The guy above me rants to much love you man lol
But let's get real you don't have a kid with him bahhaha duh right so Just go does he work is he helping in anyway to better both of you? no probably not from what I have read so tell him I'm leaving you can go or stay an if you go I don't want to here cry baby bull shit the whole time grow some nuts js


----------



## Hillbilly Castro (May 3, 2015)

Dude, work up a few grand and go international. Go to some super fucking cheap part of the world and stay in cheap hotels and shit. That way, your man will feel comfortable, you'll get to travel, and you both are happy? That working up a few grand part will suck, but when you're not working you can research your destination, maybe work on the basics of the language, look for really cool and obscure spots, maybe even stake out a place you'd like to spend time living for a little while. I hear there are nations where you can go there with 4-5k and live really well for a year or more. See if he'd be into that, show him some pictures and have him read some travelogues.

But dude, don't compromise on travel. It's your life, and I GET IT, nothing feels better than traveling and for a lot of us, its the only place we fit in this world. You will find love again. Give him another chance - say hey man, me and the road are a package deal. Deal with it or I'm out. And if he can't deal, roll the fuck out. Go somewhere new, slough it off, and live yer damn life.


----------



## Tude (May 3, 2015)

Hmm the people who have chimed in have said a great deal of good things. I wish I would have just flew when I found myself tied down and unhappy in the early 90's instead of trying to do things that was expected of me, keep trying again and again on a useless relationship, buying a stupid house that was to me an eyesore .... I wish I flew away and did what I wanted to do which was see things and travel - or even relocate with travel in mind. I have too many little eyes in my herd of cats now as well as health issues to just drop it and go. But I am not unhappy. I have set up my place. However for you? You need to be happy - do it.


----------



## Tude (May 3, 2015)

btw - @creature needs his very own HEART emoticon.


----------



## Matt Derrick (May 3, 2015)

dump the guy. you can't make others happy until you're happy yourself.


----------



## Sip (May 3, 2015)

Thanks for all your replies, Matt, creature,Tude, and all the rest of you awesome people. Lots of good ideas. I already tried the working for a while and doing it the not rough way thing, so that's out. And he has no real desire to travel the world, or so I found out yesterday. You made some really good points about love, Creature, and I appreciate you sharing your experiences, Tude. I think I'm going to work for a month, and send him home to his dad's with my car and 5 or 600$. He still needs to get his GED and his Liscence, so he has shit he can work on, and I won't have left him high and dry. I've offered to do short jaunts and come back and see him every two or three weeks, and while he says that is acceptable, he always looks like he's about to cry.

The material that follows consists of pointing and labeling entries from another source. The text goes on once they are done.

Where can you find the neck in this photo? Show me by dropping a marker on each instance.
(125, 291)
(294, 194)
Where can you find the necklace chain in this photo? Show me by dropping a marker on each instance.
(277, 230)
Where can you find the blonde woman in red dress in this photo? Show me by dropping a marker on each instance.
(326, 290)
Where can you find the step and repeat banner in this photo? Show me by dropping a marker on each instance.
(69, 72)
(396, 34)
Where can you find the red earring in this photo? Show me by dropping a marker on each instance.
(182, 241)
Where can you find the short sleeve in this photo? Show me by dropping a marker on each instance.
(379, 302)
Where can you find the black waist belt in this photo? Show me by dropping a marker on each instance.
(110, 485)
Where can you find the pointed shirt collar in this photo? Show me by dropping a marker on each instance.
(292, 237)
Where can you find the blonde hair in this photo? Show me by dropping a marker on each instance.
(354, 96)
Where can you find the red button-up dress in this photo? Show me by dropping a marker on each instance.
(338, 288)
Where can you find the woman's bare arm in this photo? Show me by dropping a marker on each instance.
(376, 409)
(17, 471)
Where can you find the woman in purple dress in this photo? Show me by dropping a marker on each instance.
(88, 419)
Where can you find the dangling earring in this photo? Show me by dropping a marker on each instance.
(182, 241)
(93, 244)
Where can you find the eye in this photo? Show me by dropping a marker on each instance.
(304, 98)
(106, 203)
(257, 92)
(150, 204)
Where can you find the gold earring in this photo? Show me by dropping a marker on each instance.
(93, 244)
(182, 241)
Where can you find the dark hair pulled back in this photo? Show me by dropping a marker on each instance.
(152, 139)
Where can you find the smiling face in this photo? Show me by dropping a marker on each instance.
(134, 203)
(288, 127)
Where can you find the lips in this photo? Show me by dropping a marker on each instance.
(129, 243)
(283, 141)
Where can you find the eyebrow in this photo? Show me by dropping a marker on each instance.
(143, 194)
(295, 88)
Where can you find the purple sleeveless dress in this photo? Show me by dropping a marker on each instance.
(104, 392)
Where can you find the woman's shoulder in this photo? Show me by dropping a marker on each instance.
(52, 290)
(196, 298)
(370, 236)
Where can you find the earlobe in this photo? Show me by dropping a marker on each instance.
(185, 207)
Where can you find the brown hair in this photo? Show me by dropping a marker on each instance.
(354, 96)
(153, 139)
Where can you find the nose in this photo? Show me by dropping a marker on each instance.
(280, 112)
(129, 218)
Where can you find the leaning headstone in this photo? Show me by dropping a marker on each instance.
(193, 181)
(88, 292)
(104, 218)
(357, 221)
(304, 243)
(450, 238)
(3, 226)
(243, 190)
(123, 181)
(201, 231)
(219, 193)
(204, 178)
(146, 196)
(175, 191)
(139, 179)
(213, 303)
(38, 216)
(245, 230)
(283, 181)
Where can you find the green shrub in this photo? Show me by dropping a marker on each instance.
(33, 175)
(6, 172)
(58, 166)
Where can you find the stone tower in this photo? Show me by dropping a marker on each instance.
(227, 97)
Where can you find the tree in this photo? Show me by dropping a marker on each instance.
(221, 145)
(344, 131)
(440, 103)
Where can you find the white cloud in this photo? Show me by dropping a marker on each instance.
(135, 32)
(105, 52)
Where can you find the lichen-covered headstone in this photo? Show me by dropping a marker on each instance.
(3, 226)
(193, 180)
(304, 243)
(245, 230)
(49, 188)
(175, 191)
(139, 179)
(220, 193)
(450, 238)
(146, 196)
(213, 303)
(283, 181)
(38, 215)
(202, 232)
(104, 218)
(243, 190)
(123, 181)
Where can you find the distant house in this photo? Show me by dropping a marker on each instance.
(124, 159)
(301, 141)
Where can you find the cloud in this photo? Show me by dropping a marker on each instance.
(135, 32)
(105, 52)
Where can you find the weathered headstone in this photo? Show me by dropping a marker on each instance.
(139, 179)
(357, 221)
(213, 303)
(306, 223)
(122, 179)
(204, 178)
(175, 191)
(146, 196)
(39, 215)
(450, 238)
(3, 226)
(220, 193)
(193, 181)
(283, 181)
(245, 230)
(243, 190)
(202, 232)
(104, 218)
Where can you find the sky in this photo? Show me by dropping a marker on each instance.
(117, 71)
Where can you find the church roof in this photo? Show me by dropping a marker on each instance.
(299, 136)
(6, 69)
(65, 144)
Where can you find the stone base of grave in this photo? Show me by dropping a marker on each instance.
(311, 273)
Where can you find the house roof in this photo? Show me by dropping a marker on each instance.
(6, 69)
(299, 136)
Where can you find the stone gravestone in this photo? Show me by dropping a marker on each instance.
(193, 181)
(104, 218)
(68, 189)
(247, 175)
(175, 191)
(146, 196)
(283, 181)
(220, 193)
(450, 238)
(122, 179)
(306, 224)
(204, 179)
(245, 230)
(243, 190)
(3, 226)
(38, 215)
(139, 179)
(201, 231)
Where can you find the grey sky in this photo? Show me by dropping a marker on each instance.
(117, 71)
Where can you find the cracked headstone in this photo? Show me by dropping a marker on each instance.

IDK, if I just dumped him, it would be a mistake. I've never been in love before, and I can't just throw it away for the road, but I deserve to be happy too, Goddamnit. 

The problem with finding a place we would both like to stay is that he isn't down with that. He wants to be by his family, which is far from mine. I'd be happy to live in my fucking car by the ocean for the rest of my life with him, but he isn't down with that, either. I mean, he isn't trying to force me into anything. It's just that we realized too late that we're very different people. He wants a house and the straight life, and me... I just want to swim naked and sleep in the woods. I guess I have a lot of thinking to do, and I really appreciate y'alls help. You've helped me sort out my own thoughts as well as given me some new ones to think about.


----------